Doctors are growing increasingly comfortable with the idea of a government takeover of the U.S. health insurance system.
The nation’s second-largest physicians group, the American College of Physicians, came out in January in support of Medicare for All. A study from BMJ, a medical journal, found that younger doctors are leaning further and further left, politically speaking.
Doctors should be careful what they wish for. Medicare for All would exacerbate the epidemic of burnout that’s plaguing physicians by forcing them to work longer hours for less pay. Many of those currently practicing would retire or leave the profession. Promising young people, meanwhile, would likely shun careers in medicine.
Under Medicare for All, health care would be free at the point of access—courtesy of the American taxpayer.
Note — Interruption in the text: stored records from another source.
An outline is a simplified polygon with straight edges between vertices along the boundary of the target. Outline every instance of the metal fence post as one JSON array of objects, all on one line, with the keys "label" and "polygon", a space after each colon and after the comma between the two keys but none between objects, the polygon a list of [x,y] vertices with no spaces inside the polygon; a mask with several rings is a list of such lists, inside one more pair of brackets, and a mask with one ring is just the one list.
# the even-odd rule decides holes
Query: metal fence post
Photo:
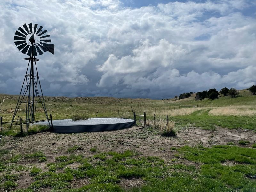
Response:
[{"label": "metal fence post", "polygon": [[144,115],[144,128],[146,127],[146,113],[145,112],[143,114]]},{"label": "metal fence post", "polygon": [[133,112],[133,118],[134,118],[134,125],[136,125],[136,114],[135,112]]},{"label": "metal fence post", "polygon": [[156,114],[154,113],[154,128],[156,127]]},{"label": "metal fence post", "polygon": [[21,117],[20,118],[20,133],[22,134],[23,133],[23,128],[22,127],[22,118]]},{"label": "metal fence post", "polygon": [[53,125],[52,125],[52,114],[50,113],[50,119],[51,119],[51,124],[52,125],[52,129],[53,130]]},{"label": "metal fence post", "polygon": [[2,117],[0,117],[0,121],[1,121],[1,125],[0,125],[0,131],[3,130],[3,120]]}]

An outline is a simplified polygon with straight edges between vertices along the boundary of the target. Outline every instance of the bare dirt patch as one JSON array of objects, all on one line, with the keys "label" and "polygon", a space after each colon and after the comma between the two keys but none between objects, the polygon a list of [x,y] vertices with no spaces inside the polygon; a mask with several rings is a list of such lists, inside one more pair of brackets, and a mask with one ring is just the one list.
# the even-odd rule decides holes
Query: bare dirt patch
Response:
[{"label": "bare dirt patch", "polygon": [[[18,164],[28,168],[35,166],[40,168],[44,172],[47,169],[46,164],[54,162],[57,156],[68,156],[73,153],[82,154],[85,157],[92,157],[97,154],[90,151],[90,149],[92,148],[96,148],[97,152],[113,150],[122,152],[128,149],[134,150],[138,152],[140,156],[158,156],[164,159],[167,164],[182,163],[189,165],[191,162],[177,157],[177,155],[175,156],[177,152],[171,148],[199,144],[210,147],[215,145],[225,145],[231,142],[238,145],[238,141],[240,140],[249,141],[250,144],[246,146],[248,147],[256,142],[256,133],[250,130],[217,127],[215,131],[209,131],[191,127],[179,130],[177,131],[176,136],[167,137],[161,136],[156,131],[138,129],[138,127],[134,126],[130,129],[112,131],[71,134],[47,132],[22,138],[6,137],[4,138],[4,144],[0,148],[10,149],[10,156],[12,152],[25,155],[42,151],[46,155],[47,163],[40,163],[37,160],[28,159],[22,160]],[[69,153],[67,151],[68,149],[75,145],[79,146],[79,150]],[[174,159],[177,159],[176,163],[171,161]],[[68,166],[76,169],[79,164]],[[18,186],[15,189],[26,188],[32,182],[28,175],[29,172],[29,170],[24,172],[20,177],[17,182]],[[0,173],[0,176],[2,174]],[[71,187],[78,188],[89,183],[90,179],[88,178],[82,180],[75,179],[72,181]],[[129,189],[139,187],[143,183],[141,179],[135,178],[122,179],[119,184]],[[47,190],[47,188],[44,188],[44,191]]]}]

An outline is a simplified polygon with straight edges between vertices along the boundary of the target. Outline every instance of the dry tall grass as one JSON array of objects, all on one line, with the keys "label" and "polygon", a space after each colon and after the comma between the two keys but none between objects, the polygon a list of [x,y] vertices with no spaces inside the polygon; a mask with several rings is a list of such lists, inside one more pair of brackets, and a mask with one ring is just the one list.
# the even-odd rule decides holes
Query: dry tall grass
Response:
[{"label": "dry tall grass", "polygon": [[176,132],[174,130],[175,124],[174,122],[169,121],[168,124],[165,121],[160,120],[156,121],[154,124],[154,121],[147,121],[146,127],[152,127],[159,130],[162,136],[171,136],[176,135]]},{"label": "dry tall grass", "polygon": [[169,115],[169,116],[186,115],[191,114],[195,111],[205,108],[205,108],[199,107],[166,110],[158,113],[157,115],[160,115],[160,116],[166,116],[167,115]]},{"label": "dry tall grass", "polygon": [[209,115],[217,116],[256,116],[256,110],[250,110],[248,108],[220,107],[212,109],[209,111]]}]

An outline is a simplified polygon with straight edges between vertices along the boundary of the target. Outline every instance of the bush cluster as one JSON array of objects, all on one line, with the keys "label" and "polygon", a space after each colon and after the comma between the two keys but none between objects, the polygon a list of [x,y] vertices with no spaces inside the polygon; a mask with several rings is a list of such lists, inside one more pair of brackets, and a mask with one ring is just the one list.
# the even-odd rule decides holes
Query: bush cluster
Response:
[{"label": "bush cluster", "polygon": [[191,94],[189,93],[184,93],[183,94],[180,94],[180,96],[179,96],[179,99],[185,99],[188,97],[189,97],[191,96]]},{"label": "bush cluster", "polygon": [[195,99],[197,101],[202,100],[205,98],[214,99],[217,98],[219,94],[219,92],[215,89],[210,89],[208,91],[204,91],[202,92],[198,92],[196,95]]}]

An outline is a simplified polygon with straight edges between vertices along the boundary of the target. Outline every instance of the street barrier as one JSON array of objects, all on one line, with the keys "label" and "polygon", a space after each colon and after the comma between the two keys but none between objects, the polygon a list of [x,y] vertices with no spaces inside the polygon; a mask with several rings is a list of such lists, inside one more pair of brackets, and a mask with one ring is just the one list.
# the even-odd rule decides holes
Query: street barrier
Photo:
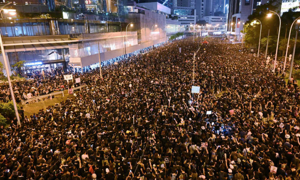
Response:
[{"label": "street barrier", "polygon": [[[79,89],[81,91],[81,88],[83,88],[86,86],[86,85],[83,85],[80,86],[78,86],[77,87],[76,87],[73,88],[73,91],[75,91],[75,90],[77,90],[77,89]],[[45,98],[48,98],[48,97],[50,97],[50,99],[52,99],[52,98],[54,97],[54,96],[56,96],[57,95],[58,95],[61,94],[62,96],[64,96],[64,91],[59,91],[58,92],[53,92],[50,94],[45,94],[44,95],[42,95],[41,96],[36,96],[35,97],[32,98],[31,98],[29,99],[27,99],[27,100],[22,100],[21,101],[21,103],[22,104],[25,104],[28,103],[29,103],[30,102],[32,102],[33,101],[35,101],[37,103],[38,102],[39,99],[42,99]]]}]

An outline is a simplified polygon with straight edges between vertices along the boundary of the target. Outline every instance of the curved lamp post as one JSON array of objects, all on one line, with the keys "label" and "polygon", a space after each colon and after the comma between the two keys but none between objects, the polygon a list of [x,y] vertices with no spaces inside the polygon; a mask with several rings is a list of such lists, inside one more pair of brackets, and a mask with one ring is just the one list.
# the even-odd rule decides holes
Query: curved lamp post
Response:
[{"label": "curved lamp post", "polygon": [[[0,13],[2,11],[3,9],[5,7],[11,4],[11,2],[8,3],[4,6],[3,6],[0,8]],[[6,57],[5,55],[5,51],[4,51],[4,47],[3,46],[3,43],[2,42],[2,38],[1,37],[1,34],[0,34],[0,46],[1,46],[1,50],[2,52],[2,56],[3,57],[3,60],[4,62],[4,65],[5,66],[5,70],[6,71],[6,75],[7,76],[7,80],[8,82],[8,85],[9,86],[9,90],[10,92],[10,95],[11,96],[11,100],[14,104],[14,108],[15,110],[15,112],[16,113],[16,116],[17,118],[18,122],[18,125],[21,126],[21,122],[20,121],[20,117],[19,117],[19,112],[18,112],[18,109],[17,108],[16,104],[16,100],[15,100],[15,96],[14,94],[14,91],[13,90],[13,87],[11,86],[11,82],[10,81],[10,77],[9,75],[9,71],[8,71],[8,65],[7,64],[7,60],[6,59]]]},{"label": "curved lamp post", "polygon": [[[289,44],[290,43],[290,38],[291,37],[291,32],[292,31],[292,28],[293,27],[293,25],[294,25],[294,23],[295,23],[295,22],[297,21],[297,23],[299,23],[300,22],[299,21],[299,19],[300,18],[300,17],[298,17],[298,18],[296,19],[293,23],[292,23],[292,25],[291,26],[291,28],[290,29],[290,34],[289,34],[289,38],[287,39],[287,45],[286,45],[286,50],[285,52],[285,57],[284,58],[284,64],[283,66],[283,71],[284,72],[284,70],[285,70],[285,64],[286,62],[286,57],[287,56],[287,51],[289,49]],[[292,65],[292,64],[291,64]]]},{"label": "curved lamp post", "polygon": [[[279,28],[278,31],[278,38],[277,39],[277,45],[276,46],[276,53],[275,54],[275,59],[274,61],[274,68],[273,68],[273,72],[275,73],[275,68],[276,67],[276,60],[277,59],[277,53],[278,52],[278,44],[279,42],[279,37],[280,36],[280,28],[281,27],[281,19],[280,19],[280,16],[276,12],[273,11],[269,10],[269,11],[272,12],[276,14],[279,18]],[[270,17],[272,16],[272,14],[269,13],[268,14],[268,17]]]},{"label": "curved lamp post", "polygon": [[262,34],[262,22],[260,22],[260,21],[256,18],[254,18],[254,19],[258,21],[260,24],[260,41],[258,44],[258,51],[257,51],[257,57],[258,57],[260,54],[260,37]]}]

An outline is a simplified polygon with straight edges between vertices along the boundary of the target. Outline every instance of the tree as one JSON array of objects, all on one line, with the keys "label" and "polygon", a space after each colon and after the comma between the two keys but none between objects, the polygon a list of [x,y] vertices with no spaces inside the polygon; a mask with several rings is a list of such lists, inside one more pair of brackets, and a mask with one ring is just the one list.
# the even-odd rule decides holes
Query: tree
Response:
[{"label": "tree", "polygon": [[[268,37],[262,38],[260,40],[261,52],[266,52],[267,47],[267,41]],[[274,54],[276,51],[276,45],[277,42],[277,37],[275,36],[269,37],[269,43],[268,45],[268,53]]]},{"label": "tree", "polygon": [[3,64],[0,62],[0,80],[4,81],[5,79],[4,73],[3,73]]},{"label": "tree", "polygon": [[20,61],[15,63],[15,64],[13,64],[11,66],[14,68],[16,68],[19,74],[21,75],[23,74],[22,68],[24,66],[24,63],[25,63],[25,61]]},{"label": "tree", "polygon": [[[17,108],[18,110],[20,110],[20,107],[17,105]],[[4,118],[9,118],[11,120],[16,117],[16,114],[12,101],[10,101],[6,103],[0,104],[0,114]]]},{"label": "tree", "polygon": [[0,114],[0,126],[5,126],[6,125],[6,118]]}]

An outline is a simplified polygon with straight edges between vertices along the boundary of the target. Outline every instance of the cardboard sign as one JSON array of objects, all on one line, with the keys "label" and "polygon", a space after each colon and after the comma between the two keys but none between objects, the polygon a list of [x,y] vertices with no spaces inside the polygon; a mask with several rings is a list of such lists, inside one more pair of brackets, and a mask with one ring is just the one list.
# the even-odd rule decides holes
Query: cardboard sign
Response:
[{"label": "cardboard sign", "polygon": [[76,83],[79,83],[80,82],[80,78],[79,77],[78,78],[76,78],[75,79],[75,82]]},{"label": "cardboard sign", "polygon": [[191,92],[192,93],[197,93],[199,94],[200,92],[200,86],[192,86],[192,90]]},{"label": "cardboard sign", "polygon": [[276,174],[276,172],[277,172],[277,167],[271,166],[271,168],[270,169],[270,171],[271,172]]},{"label": "cardboard sign", "polygon": [[68,89],[68,92],[69,94],[73,94],[73,89],[71,88],[70,89]]},{"label": "cardboard sign", "polygon": [[202,148],[207,148],[207,142],[201,142],[201,147]]},{"label": "cardboard sign", "polygon": [[73,75],[72,74],[64,75],[64,79],[65,80],[71,80],[73,79]]}]

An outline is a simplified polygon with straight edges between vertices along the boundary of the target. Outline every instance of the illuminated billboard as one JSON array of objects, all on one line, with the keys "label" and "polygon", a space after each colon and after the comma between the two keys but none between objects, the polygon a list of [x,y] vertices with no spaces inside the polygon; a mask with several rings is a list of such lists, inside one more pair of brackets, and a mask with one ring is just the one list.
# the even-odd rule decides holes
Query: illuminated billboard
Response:
[{"label": "illuminated billboard", "polygon": [[291,8],[294,8],[296,7],[298,8],[295,10],[295,11],[300,11],[300,8],[299,8],[300,0],[284,0],[282,1],[281,4],[281,9],[280,11],[280,15],[282,15],[282,14],[284,12],[287,12]]}]

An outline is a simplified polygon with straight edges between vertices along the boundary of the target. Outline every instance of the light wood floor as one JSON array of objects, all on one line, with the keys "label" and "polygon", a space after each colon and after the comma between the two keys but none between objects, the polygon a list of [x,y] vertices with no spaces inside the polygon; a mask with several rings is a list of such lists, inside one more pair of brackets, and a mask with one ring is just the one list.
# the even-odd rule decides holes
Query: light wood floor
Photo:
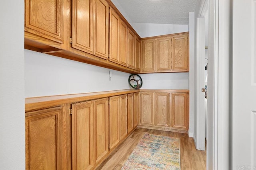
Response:
[{"label": "light wood floor", "polygon": [[206,169],[205,151],[196,149],[194,139],[187,134],[138,127],[100,164],[97,170],[120,170],[145,133],[180,138],[180,169]]}]

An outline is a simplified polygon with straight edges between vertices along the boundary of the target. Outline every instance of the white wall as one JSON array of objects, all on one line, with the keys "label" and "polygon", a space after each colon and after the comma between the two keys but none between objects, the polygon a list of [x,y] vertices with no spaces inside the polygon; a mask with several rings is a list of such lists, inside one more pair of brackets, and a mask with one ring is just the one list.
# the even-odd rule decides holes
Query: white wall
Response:
[{"label": "white wall", "polygon": [[24,1],[2,1],[0,21],[0,169],[24,170]]},{"label": "white wall", "polygon": [[141,38],[188,31],[188,25],[186,25],[133,23],[132,25]]},{"label": "white wall", "polygon": [[128,15],[125,12],[125,11],[123,9],[123,8],[121,6],[120,4],[118,2],[118,0],[111,0],[111,2],[113,2],[113,4],[116,6],[116,7],[118,10],[118,11],[121,12],[122,14],[124,16],[124,17],[126,20],[128,21],[129,23],[133,27],[133,25],[132,25],[132,20],[130,19],[130,18],[128,16]]},{"label": "white wall", "polygon": [[130,88],[128,73],[30,50],[25,66],[26,98]]},{"label": "white wall", "polygon": [[195,138],[196,122],[196,86],[195,71],[196,63],[195,55],[195,13],[189,13],[189,129],[190,137]]},{"label": "white wall", "polygon": [[188,89],[188,72],[143,74],[140,74],[142,89]]}]

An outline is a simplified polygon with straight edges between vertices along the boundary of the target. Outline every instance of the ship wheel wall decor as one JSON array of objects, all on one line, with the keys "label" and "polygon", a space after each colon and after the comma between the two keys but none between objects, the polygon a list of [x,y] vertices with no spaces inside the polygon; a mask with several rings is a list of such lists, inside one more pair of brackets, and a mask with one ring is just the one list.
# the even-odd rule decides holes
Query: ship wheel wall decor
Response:
[{"label": "ship wheel wall decor", "polygon": [[130,85],[133,88],[138,89],[142,86],[142,79],[136,74],[130,75],[128,79]]}]

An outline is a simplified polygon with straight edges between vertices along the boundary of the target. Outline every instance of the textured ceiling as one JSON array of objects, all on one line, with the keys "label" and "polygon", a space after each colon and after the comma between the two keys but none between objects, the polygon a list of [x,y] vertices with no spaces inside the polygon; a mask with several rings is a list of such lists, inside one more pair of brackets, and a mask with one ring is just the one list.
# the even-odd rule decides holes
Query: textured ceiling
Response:
[{"label": "textured ceiling", "polygon": [[188,25],[198,0],[117,0],[133,22]]}]

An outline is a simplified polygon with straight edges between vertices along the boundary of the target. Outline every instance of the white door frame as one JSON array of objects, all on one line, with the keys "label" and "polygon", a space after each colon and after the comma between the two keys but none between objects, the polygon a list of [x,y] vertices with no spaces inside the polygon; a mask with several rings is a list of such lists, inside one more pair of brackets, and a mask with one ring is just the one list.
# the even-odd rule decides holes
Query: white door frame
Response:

In theory, patients could see doctors of their choice, including specialists, with no need for referrals. That would stoke demand for care.
Hours like this cause physicians to burn out. In a 2019 survey of more than 15,000 physicians by Medscape, half of doctors who work 61 to 70 hours a week reported symptoms of burnout; 60 percent of those who work more than 70 hours a week did the same. Nearly one-third of doctors had already cut their hours to try to reduce burnout.
Many more will likely exit the field once they see how much Medicare for All would pay them. The plan would likely use Medicare’s current reimbursement rates as its guide. Those rates are about 25 percent less, on average, than private insurance rates, according to the Mercatus Center at George Mason University, which estimates that within 10 years, Medicare’s reimbursement rates will be about 40 percent less than those for private insurance.
Ironically, the American College of Physicians endorsed Medicare for All in part because they believe it could lead to higher pay for the internists who are its members. Given Medicare’s current payment schedule, that doesn’t seem like a smart bet.
Longer hours and lower pay are a recipe for an exodus from the medical profession. One study from FTI Consulting projects that Medicare for All would cause the United States to lose over 44,000 doctors by 2050.
The American health care system can ill afford that outcome. The country is already projected to be short 120,000 doctors by 2032.
As the physician workforce thins, patients will struggle to receive timely care. For evidence, look no further than Canada and the United Kingdom, whose government-run systems are close analogs to Medicare for All.
Canadian patients wait a median of 20.9 weeks to receive care from a specialist after getting referred by a general practitioner, according to the Fraser Institute. Hospitals across Canada are so crowded that patients are routinely treated in hallways, conference rooms, kitchenettes and other “unconventional spaces.” Thirty-two hospitals in the province of Ontario were filled beyond capacity for at least three of the first six months of 2019.
Twenty percent of those who visited an accident and emergency department in England this past December had to wait more than four hours to be seen. More than 2,000 people waited over 12 hours to get a hospital bed.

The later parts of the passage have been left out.